Akhirnya Aisyah mulai tenang. Mungkin karena pelukanku yang membuatnya tenang. Atau memang dia sudah capek dengan tantrumnya. Tiba-tiba ada pesan masuk di whatsapp.
“How’s Aishah?” Tanyanya.
“She’s calm now” Jawabku.
“That’s good. Whenever She’s tantrum just hug her, dear. She needs that” Katanya.
Hm….ya…ya… She needs that hug. Mungkin memang pelukan itu yang bisa menenangkan gemuruh di hati Aisyah.
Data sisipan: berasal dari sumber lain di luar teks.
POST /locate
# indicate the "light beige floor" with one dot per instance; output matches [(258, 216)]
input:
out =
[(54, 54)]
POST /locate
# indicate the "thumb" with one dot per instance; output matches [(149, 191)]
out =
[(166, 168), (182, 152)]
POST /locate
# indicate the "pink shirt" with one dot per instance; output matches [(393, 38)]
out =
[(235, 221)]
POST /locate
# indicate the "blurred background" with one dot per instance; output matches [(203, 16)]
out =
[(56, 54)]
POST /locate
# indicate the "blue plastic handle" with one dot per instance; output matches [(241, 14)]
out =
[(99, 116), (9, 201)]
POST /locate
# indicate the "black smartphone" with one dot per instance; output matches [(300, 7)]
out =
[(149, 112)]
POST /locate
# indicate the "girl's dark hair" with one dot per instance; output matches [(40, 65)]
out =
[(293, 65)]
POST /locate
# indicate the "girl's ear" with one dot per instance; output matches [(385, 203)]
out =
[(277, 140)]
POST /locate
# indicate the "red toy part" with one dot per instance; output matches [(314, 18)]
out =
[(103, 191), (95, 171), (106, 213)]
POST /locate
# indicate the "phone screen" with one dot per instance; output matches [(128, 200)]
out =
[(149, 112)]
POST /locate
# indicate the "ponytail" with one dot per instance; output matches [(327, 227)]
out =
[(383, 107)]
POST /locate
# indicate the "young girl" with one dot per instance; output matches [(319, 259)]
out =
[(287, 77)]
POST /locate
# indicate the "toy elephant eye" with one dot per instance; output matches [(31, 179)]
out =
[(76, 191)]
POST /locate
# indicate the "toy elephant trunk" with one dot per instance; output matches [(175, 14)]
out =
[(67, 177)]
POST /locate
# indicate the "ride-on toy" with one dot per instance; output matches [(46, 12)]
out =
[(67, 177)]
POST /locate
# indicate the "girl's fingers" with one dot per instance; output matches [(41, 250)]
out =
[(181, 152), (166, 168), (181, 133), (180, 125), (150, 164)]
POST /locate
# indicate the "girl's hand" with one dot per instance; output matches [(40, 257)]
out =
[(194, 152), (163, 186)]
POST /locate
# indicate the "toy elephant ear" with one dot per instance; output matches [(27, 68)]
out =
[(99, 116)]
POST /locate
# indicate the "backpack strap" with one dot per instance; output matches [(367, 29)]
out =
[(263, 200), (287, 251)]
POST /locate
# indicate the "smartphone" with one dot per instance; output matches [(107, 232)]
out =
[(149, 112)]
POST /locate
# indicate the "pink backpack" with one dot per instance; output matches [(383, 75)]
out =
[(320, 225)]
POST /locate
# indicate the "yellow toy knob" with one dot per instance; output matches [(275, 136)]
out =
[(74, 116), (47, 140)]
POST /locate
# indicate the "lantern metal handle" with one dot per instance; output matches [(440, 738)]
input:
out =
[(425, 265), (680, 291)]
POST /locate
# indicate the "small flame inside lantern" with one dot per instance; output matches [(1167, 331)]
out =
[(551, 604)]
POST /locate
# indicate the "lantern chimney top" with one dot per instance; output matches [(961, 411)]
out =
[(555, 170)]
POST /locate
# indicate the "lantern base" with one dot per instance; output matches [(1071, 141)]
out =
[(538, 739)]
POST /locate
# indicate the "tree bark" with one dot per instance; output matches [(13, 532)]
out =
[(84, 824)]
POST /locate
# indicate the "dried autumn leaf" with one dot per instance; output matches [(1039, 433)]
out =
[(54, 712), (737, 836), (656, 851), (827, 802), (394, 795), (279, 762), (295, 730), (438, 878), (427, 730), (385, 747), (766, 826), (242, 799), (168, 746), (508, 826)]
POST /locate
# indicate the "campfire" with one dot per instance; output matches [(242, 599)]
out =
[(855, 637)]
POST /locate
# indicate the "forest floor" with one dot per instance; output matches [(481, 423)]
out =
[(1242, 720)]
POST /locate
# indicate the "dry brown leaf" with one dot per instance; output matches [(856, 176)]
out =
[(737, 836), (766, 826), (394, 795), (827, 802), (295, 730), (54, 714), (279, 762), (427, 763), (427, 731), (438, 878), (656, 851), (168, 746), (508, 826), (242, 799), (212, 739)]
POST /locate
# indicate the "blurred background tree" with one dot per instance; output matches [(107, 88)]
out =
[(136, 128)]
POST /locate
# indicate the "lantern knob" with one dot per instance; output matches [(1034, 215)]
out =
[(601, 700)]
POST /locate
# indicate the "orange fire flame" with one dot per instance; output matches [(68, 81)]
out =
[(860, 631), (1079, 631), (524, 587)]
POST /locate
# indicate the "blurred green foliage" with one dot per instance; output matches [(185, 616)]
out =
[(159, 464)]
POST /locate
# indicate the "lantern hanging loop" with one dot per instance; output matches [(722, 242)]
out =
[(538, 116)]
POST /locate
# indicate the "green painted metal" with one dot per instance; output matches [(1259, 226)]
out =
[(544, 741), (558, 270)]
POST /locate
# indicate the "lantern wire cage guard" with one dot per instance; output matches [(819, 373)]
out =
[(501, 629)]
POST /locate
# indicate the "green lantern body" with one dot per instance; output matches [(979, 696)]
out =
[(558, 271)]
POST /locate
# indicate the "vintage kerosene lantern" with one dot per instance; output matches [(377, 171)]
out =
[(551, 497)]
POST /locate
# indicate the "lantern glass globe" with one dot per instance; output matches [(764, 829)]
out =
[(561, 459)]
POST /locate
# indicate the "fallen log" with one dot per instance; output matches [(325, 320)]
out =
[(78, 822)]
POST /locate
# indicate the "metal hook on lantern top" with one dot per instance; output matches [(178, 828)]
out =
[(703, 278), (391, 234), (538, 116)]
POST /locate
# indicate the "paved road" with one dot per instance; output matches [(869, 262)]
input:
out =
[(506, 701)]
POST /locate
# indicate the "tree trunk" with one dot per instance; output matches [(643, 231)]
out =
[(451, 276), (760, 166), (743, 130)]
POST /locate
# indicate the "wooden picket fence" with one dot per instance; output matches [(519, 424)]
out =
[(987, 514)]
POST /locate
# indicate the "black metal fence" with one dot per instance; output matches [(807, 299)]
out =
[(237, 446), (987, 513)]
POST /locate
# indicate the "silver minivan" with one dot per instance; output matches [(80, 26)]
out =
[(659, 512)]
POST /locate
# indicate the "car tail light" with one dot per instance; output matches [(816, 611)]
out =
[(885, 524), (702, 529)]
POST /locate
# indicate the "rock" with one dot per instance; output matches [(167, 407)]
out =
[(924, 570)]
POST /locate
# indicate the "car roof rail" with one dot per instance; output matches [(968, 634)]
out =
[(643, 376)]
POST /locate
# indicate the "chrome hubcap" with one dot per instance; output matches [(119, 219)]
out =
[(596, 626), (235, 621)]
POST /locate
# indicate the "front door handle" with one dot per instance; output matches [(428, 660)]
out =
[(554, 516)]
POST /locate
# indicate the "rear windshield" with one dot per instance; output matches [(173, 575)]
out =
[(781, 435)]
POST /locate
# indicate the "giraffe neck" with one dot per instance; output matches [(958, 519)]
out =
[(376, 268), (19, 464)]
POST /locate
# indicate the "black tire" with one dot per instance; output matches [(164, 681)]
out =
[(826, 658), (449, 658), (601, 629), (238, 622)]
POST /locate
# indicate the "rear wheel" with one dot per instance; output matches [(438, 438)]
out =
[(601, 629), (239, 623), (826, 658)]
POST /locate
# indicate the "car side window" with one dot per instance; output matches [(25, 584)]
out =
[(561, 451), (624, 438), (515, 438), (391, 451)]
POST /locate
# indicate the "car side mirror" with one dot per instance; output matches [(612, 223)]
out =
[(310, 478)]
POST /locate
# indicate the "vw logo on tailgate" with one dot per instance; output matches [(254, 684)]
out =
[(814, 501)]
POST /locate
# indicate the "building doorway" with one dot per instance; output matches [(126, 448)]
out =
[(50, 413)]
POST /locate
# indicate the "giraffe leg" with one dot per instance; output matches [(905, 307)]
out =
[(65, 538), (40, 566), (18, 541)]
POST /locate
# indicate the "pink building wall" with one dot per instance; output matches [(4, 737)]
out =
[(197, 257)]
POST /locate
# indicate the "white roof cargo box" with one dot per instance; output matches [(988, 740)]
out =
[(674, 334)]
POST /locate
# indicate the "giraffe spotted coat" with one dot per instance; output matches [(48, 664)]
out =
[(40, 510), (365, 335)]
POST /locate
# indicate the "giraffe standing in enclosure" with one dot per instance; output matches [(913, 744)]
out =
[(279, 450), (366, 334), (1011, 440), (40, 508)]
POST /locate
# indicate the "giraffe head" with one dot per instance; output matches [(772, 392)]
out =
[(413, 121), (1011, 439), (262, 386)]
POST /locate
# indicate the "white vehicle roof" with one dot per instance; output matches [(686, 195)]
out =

I’ll hug you, my little princess Aisyah.
***
Dian Widyaningtyas
Tender Loving Care
Sunny day at the office, May 13th 2014
Gambar diambil dari sini
energi pelukan emang ampuh
hoo, ternyata namanya tantrum. saya hampir mirip dek aisyah mbak, pengennya banting banting, buang-buang, acak- acak kalau lagi marah. 😀
harus memahami secara approachment yaa mak…karena anak sodaraa n tetangga kebetulan tantrum juga.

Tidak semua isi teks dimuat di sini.